Nigeria: Buhari’s $2.7m car gift to Niger Republic despite rising poverty causes uproar

By Akin Irede
Posted on Thursday, 4 August 2022 11:15

Nigerian President Muhammadu Buhari
Nigerian President Muhammadu Buhari arrives for the Leaders' Retreat, in Kigali, Rwanda June 25, 2022. Dan Kitwood/Pool via REUTERS

The decision of President Muhammadu Buhari to supply 10 Toyota Land Cruiser SUVs to neighbouring Niger Republic is causing uproar in Nigeria, a country facing an unprecedented debt and poverty level.

A document detailing the transfer was shared by journalist, David Hundeyin, on Twitter

Justifying the decision to spend over N1.14bn ($2.7m) finance minister, Zainab Ahmed, said the vehicles were purchased for the government of Niger for security purposes.

However, it remains unclear how such SUVs could boost the security of Niger Republic which borders Nigeria’s troubled northwest.

Back to school?

The development comes barely months after Buhari approved the transfer of $1m to Afghanistan for humanitarian purposes in the wake of the takeover of the Taliban.

Pro-transparency group, Socio-Economic Rights and Accountability Project (SERAP), in a tweet called on Buhari to withdraw the gift from Niger.

SERAP argued that the gift amounted to waste coming amid a five-month strike embarked on by university lecturers over poor funding among others.

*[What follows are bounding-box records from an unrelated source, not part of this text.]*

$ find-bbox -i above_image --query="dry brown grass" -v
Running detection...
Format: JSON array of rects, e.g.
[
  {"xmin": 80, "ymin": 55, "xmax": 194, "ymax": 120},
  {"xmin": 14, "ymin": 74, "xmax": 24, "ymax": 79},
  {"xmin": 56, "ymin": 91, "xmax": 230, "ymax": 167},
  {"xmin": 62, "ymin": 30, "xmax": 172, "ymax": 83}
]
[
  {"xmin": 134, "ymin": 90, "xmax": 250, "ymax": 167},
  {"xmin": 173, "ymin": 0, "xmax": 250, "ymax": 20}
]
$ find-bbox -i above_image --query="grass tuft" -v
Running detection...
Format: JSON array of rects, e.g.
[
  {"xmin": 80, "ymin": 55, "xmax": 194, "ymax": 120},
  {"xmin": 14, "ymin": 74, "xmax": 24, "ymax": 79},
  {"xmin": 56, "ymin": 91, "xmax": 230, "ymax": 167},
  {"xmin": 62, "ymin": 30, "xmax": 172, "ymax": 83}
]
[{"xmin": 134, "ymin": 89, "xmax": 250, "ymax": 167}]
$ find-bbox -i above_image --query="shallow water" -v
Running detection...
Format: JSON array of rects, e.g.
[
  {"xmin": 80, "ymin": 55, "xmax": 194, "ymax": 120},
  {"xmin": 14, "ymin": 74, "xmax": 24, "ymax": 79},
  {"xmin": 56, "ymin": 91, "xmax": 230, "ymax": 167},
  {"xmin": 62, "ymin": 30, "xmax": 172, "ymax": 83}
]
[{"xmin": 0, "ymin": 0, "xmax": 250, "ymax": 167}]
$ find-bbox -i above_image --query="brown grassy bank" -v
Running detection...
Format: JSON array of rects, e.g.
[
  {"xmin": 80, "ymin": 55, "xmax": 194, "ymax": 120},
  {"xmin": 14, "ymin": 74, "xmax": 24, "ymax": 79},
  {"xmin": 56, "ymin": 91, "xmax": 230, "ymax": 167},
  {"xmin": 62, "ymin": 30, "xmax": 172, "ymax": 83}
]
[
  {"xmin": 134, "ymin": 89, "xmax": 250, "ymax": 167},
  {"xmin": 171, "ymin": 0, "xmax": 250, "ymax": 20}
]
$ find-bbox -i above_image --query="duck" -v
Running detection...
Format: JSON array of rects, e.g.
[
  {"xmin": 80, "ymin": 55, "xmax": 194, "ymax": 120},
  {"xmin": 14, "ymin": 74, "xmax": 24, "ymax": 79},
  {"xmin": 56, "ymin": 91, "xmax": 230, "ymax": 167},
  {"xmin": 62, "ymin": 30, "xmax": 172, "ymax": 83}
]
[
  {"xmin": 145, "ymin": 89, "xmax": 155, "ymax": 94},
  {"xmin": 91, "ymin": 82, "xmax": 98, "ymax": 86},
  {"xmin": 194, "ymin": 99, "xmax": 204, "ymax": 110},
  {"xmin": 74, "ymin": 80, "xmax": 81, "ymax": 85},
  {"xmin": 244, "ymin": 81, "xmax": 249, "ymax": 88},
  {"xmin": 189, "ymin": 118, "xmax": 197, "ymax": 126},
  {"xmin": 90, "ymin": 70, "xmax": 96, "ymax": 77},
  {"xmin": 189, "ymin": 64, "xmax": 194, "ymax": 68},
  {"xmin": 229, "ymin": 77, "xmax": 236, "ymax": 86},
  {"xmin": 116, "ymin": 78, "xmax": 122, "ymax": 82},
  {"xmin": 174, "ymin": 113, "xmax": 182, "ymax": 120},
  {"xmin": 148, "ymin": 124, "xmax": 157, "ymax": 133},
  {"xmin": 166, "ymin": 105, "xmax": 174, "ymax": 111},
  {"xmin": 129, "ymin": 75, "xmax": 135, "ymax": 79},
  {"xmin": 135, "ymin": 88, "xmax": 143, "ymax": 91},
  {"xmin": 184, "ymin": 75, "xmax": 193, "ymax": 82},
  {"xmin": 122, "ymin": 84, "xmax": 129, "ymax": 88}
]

Security sources tell The Africa Report that such gifts to poorer neighbouring countries was not new in Nigeria,which is Africa’s largest economy.

An official in Nigeria’s spy agency, the National Intelligence Agency (NIA), told The Africa Report that there is a budget in the Foreign Affairs Ministry for such gifts while the President also has an emergency fund approved by the National Assembly for such.

I have first cousins in Niger. There are Kanuris, there are Hausas, there are Fulanis in the Niger Republic. The same way there are Yorubas in Benin.

“Nigeria has been playing the big brother role in Africa for over 50 years. These car gifts are not new. We have given to Central African Republic and Mali in the past. These things are done to foster friendly relationships with them because we are wealthier than them and we sometimes rely on them for security intelligence,” an assistant director at the agency said.

‘Worrisome’ closeness

Critics, however, say Buhari’s closeness to Niger in particular is worrisome. During his re-election campaign in 2019, two governors from Niger attended his Presidential rally in Kano State, a move which attracted criticisms from the main opposition Peoples Democratic Party (PDP).

Buhari’s administration is also constructing a $1.9bn railway that will extend into Niger despite the countries dwindling resources and rising debt. The amount spent on debt servicing has now surpassed the country’s income.

Defending his decision last year, Buhari stated that he had first cousins in Niger and that borders were mere artificial lines drawn by colonialists.

“I have first cousins in Niger. There are Kanuris, there are Hausas, there are Fulanis in the Niger Republic. The same way there are Yorubas in Benin,” he said.